The comparison of the simulated wind speed, wind direction and temperature at Jerusalem shows in general a very good agreement with the observations (Fig. 9). However, the simulated wind speed increases with a time delay of about 1 hour. The simulated wind maximum is reached at 14:00 UTC while the observations show a more plateau like structure. The wind direction and its shift starting after 09:00 UTC are perfectly reproduced by the model. The measured daily variation of the temperature at two meter height is reproduced quite well by the model, but the temperature maximum is simulated about 1 hour later than the observed one. The simulated pressure reproduces the time series of the observations with a slight time shift. The offset of the absolute values is due to the difference between real terrain height and terrain height used in the model.
The comparison of the time series of horizontal wind speed measurements at the Masada station (Fig. 10, blue line) with simulated wind speed (red line) shows in general a very good agreement. However, the maximum measured wind speed of about 13 m s−1 occurring at 22 March, 12 UTC, is shifted to 13 UTC in the model simulation and the value of about 18.5 m s−1 is off by 40 %. This is probably due to the smoothed orography in the model, which is not able to resolve the small-scale inhomogeneity around the measurement site. The Masada station is situated at the slope of the Judean Mountains. The measured as well as the simulated wind directions (Fig. 10) show a clear westerly direction when the maxima occur. That means that the maximum horizontal wind speed is associated with a downslope accelerated gust front. For the P88 station, which is located close to the Dead Sea shoreline downhill of the Masada station, the general conclusions are similar as for Masada.

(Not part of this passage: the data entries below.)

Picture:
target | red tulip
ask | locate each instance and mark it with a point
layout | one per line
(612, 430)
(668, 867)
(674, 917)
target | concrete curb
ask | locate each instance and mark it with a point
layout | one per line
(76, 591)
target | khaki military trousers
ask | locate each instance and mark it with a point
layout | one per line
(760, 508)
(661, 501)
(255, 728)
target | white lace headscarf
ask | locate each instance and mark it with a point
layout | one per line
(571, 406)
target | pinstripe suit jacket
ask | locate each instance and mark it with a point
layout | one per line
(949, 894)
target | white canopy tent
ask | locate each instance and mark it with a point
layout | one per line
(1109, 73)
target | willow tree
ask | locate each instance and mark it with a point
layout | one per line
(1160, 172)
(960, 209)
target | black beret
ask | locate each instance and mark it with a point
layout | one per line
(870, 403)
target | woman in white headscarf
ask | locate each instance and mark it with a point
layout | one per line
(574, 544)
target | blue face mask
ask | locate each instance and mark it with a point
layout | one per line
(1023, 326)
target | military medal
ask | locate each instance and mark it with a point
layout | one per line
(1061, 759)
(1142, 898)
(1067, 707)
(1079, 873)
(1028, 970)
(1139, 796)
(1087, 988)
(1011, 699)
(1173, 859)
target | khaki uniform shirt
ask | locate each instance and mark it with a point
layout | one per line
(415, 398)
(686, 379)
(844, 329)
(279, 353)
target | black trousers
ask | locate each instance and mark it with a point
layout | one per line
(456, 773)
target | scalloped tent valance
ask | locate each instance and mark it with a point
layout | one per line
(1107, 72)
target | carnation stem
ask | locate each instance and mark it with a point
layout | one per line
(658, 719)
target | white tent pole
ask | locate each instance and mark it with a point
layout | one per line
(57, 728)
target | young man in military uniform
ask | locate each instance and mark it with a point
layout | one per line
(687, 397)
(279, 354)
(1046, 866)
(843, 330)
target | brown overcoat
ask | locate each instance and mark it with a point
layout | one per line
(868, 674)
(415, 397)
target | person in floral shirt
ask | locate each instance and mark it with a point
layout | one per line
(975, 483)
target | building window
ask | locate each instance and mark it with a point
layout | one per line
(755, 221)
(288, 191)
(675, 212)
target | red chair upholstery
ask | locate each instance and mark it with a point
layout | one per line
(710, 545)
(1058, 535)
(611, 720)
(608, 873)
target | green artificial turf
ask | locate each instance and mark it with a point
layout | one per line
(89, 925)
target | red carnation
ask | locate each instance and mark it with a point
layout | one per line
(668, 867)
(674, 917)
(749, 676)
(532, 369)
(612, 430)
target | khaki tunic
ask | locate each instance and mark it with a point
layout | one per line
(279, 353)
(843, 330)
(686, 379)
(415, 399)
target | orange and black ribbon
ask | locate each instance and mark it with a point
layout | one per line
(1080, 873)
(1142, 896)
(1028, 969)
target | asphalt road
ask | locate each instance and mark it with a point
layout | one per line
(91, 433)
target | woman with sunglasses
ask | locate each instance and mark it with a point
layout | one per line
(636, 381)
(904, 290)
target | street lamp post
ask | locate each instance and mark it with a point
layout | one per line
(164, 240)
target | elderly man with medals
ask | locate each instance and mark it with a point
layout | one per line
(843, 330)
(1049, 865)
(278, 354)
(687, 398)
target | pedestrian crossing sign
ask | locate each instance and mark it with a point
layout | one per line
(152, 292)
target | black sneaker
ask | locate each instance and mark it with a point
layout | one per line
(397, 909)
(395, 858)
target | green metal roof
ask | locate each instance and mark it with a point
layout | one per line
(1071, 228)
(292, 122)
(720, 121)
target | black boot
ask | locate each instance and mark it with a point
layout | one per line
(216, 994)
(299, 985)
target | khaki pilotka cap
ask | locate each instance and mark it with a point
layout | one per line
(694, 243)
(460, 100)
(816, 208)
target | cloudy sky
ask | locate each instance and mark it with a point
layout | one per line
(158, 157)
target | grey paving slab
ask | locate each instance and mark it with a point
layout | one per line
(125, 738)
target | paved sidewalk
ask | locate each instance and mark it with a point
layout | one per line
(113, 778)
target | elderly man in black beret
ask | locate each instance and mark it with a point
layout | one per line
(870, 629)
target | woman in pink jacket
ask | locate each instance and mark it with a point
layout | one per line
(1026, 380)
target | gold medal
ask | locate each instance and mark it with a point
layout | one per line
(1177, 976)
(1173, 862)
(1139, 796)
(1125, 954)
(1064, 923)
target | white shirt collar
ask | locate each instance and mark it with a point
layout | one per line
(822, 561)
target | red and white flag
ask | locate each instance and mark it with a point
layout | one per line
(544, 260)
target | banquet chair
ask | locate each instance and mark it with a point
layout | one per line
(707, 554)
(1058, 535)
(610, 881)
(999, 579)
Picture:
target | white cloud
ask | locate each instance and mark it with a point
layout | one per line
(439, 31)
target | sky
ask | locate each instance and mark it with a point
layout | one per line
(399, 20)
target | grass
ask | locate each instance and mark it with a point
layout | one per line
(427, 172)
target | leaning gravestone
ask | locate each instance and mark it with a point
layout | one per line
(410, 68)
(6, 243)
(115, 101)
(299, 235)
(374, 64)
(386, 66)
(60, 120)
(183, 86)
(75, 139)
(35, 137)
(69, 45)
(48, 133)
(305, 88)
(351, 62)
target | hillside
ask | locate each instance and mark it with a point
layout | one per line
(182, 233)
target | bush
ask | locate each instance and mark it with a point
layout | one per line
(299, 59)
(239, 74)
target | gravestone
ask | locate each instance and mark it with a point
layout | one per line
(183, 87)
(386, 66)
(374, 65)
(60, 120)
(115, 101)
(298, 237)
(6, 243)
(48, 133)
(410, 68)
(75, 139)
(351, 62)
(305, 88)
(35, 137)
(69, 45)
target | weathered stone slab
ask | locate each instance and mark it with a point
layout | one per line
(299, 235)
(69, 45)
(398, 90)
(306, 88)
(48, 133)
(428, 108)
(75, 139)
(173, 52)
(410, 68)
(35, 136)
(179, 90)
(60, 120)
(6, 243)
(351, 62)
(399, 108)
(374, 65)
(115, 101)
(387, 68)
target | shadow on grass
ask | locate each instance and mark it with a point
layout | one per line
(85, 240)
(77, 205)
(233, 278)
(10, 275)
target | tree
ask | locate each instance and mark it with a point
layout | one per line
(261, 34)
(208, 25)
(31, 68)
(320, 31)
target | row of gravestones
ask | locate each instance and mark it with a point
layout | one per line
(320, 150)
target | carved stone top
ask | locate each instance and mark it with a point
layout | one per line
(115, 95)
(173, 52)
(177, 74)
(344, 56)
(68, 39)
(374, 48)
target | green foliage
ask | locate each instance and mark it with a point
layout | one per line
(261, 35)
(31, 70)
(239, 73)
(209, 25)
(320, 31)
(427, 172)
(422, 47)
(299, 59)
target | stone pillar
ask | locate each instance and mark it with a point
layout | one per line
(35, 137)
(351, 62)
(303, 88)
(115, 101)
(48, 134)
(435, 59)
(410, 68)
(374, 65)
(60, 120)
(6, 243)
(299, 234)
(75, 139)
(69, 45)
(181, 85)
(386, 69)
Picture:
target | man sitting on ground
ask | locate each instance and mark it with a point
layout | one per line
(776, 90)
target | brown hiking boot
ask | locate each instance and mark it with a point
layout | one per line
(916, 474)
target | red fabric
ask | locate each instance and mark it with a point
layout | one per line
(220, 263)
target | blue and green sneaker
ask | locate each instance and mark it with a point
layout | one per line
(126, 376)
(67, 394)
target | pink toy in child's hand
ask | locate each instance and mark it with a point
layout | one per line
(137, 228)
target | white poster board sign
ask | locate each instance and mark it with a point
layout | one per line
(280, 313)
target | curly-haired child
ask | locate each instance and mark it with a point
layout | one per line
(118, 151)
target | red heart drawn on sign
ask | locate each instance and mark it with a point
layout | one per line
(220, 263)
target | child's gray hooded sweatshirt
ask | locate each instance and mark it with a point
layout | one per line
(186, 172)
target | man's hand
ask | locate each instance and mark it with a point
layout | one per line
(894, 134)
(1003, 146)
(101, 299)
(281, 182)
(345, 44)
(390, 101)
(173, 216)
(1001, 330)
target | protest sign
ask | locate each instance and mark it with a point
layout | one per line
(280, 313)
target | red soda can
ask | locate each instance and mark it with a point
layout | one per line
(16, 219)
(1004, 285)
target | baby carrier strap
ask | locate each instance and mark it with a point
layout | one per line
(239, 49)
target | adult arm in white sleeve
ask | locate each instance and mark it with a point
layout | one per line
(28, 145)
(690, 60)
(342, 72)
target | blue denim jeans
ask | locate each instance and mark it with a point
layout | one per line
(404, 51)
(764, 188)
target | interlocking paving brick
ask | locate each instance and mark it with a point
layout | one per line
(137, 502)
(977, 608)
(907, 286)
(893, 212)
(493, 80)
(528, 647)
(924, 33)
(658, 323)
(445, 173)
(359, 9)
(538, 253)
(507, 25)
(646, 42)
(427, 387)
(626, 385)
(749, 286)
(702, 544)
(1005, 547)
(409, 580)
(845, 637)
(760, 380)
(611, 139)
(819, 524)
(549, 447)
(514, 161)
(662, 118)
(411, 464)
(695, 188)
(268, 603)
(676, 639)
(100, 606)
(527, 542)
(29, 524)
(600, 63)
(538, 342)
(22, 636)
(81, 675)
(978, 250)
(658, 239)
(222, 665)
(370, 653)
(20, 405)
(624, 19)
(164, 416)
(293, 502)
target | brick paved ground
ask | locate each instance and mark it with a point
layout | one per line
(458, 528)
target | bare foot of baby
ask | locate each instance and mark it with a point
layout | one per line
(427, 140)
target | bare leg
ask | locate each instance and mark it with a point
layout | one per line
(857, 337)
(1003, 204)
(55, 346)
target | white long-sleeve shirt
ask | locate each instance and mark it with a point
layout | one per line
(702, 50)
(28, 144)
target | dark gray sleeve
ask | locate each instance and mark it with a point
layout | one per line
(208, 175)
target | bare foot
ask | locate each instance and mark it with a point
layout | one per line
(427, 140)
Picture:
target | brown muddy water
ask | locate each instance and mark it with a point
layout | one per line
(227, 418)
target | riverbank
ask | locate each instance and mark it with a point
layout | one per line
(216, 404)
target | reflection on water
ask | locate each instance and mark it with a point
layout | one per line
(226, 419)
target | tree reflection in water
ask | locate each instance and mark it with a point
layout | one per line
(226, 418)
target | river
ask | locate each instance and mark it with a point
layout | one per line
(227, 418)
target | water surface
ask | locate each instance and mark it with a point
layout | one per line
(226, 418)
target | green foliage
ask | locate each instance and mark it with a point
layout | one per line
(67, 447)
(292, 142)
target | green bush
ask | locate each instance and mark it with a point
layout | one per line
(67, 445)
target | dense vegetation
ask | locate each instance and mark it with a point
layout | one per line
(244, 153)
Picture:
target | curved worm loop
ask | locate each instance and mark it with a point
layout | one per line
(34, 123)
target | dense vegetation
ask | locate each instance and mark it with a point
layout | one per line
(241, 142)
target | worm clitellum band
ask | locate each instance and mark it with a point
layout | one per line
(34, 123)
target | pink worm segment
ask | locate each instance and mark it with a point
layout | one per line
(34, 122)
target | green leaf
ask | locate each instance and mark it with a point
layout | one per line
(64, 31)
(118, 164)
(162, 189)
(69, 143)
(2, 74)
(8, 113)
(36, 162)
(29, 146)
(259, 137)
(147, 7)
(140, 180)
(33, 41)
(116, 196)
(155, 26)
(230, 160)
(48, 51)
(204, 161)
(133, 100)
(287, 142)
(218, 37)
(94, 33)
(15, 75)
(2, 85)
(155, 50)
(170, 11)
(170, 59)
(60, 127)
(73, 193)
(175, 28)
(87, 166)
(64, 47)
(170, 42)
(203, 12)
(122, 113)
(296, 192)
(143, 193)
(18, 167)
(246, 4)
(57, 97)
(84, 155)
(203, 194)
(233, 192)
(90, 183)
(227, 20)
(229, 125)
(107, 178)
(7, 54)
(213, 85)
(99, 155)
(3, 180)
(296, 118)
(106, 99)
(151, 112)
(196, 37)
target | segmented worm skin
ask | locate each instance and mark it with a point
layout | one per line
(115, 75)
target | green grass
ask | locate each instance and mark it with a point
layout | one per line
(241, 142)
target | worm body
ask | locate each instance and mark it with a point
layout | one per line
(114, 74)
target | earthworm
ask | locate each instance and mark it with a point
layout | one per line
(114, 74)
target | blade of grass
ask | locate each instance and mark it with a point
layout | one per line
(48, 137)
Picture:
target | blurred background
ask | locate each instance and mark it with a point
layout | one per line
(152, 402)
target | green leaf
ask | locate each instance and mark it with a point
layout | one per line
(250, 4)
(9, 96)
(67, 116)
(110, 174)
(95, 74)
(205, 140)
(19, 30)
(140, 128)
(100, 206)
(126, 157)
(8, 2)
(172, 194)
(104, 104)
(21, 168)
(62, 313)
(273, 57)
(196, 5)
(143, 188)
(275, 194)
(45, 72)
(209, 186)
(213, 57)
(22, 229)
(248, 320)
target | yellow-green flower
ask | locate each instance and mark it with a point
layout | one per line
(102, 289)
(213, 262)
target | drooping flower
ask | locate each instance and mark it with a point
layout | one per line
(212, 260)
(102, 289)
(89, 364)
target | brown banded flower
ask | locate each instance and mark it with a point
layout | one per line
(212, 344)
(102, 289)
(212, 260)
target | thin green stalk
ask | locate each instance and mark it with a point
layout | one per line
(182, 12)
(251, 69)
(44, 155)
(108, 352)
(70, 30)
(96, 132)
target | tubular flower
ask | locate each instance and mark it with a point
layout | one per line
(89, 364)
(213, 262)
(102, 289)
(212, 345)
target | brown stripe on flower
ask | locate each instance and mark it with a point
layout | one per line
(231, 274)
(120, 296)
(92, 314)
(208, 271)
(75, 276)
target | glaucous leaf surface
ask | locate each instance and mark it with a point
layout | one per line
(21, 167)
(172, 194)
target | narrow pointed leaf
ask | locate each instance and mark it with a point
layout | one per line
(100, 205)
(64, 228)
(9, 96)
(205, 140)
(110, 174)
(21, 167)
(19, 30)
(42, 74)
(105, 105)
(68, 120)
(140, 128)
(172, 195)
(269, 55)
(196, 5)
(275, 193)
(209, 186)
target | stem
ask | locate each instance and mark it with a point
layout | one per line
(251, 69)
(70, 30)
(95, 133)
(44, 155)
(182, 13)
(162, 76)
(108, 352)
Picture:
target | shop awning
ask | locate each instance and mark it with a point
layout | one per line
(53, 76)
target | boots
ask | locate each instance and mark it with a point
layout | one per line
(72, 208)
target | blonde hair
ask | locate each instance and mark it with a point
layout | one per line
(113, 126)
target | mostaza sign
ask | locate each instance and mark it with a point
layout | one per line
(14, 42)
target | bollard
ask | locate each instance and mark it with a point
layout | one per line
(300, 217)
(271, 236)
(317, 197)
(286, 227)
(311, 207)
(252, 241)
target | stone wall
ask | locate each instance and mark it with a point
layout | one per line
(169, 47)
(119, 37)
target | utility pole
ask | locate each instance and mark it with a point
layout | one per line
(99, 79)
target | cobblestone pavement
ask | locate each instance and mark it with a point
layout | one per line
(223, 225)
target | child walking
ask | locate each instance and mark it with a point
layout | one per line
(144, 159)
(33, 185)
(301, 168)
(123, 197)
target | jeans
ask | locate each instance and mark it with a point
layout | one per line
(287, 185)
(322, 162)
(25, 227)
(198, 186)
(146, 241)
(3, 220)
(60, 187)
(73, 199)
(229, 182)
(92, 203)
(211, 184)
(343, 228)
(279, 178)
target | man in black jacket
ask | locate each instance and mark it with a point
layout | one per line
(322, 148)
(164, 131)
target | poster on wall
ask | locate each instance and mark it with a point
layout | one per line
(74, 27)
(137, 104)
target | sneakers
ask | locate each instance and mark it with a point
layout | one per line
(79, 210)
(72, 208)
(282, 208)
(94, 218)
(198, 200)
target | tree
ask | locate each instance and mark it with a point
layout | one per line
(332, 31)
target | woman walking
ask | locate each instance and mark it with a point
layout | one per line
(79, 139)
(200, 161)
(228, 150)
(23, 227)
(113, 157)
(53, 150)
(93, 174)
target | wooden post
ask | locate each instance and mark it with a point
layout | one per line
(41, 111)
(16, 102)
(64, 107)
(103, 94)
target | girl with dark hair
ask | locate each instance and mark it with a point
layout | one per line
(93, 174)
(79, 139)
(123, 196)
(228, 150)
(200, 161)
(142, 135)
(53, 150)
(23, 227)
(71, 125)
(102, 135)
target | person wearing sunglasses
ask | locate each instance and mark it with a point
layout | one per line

The descent of the airflow becomes obvious in the time series of the vertical wind speed at the Masada station (Fig. 10). Around 22 March, 12 UTC, a vertical downward wind speed of more than 2 m s−1 is measured. This maximum in downward motion is also simulated by COSMO-ART, although it is not as pronounced as in the measurements and it is shifted by about 1 hour. The latter is directly connected to the shift in the horizontal wind speed, i.e. the arrival of the gust front is delayed in the simulation in comparison to the observations.
With the gust front setting in on 22 March, 12 UTC, the temperature drops much faster in the simulation leading to an underestimation of the temperature for the following.
The observed incoming shortwave radiation at the surface shows a sharp drop when the wind speed increases. This decrease is less pronounced in the simulation results and happens more slowly.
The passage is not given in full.